Phase 7 introduced data redundancy and automatic failover capabilities to the cloudSQL engine, transforming it into a truly fault-tolerant distributed system.

Key Components

1. Multi-Group Raft Management (distributed/raft_manager.hpp)

Developed a sophisticated manager to handle multiple independent consensus groups.

  • Dynamic Raft Instances: Orchestrates RaftGroup objects for different shards and the global catalog.
  • Leadership Tracking: Real-time monitoring of leader status across the entire cluster.

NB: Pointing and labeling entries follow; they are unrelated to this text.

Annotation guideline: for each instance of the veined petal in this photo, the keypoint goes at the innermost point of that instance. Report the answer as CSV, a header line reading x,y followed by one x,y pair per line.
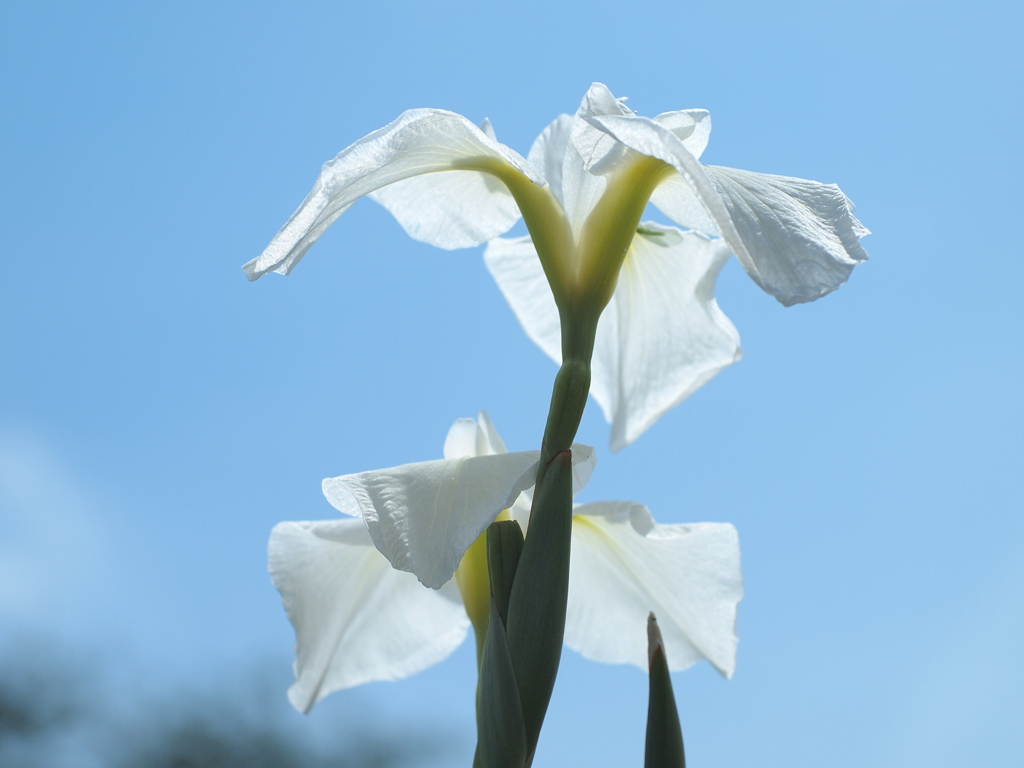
x,y
797,239
658,340
624,566
692,127
355,617
548,153
516,268
420,141
473,437
571,183
663,335
424,516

2. Log-Based Data Replication (distributed/raft_group.cpp)

Implemented high-performance replication for DML operations.

  • Binary Log Entries: Serializes SQL statements into binary logs for replication across nodes.
  • State Machine Application: Automatically applies replicated logs to the underlying StorageManager, ensuring consistency across all nodes.

3. Leader-Aware Routing (distributed/distributed_executor.cpp)

Optimized query execution to leverage the replicated state.

  • Dynamic Shard Location: Resolves which node currently leads a specific shard for write operations.
  • Read-Replica Support: Enabled the engine to optionally route read queries to non-leader nodes for improved throughput.

4. Automatic Failover & Recovery

Engineered robust mechanisms for maintaining system availability.

  • Leader Election: Verified that the Raft consensus protocol correctly handles node failures and elects new leaders.
  • Persistence: Full persistence of Raft logs and state ensures cluster recovery after full restarts.

Lessons Learned

  • Managing multiple Raft groups significantly increases coordination complexity but is essential for scaling distributed data.
  • Leader-aware routing must be highly dynamic to avoid performance bottlenecks during cluster transitions.

Status: 100% Test Pass

Successfully verified the entire replication and failover cycle, including node failures during active workloads and final data consistency checks, via automated integration tests.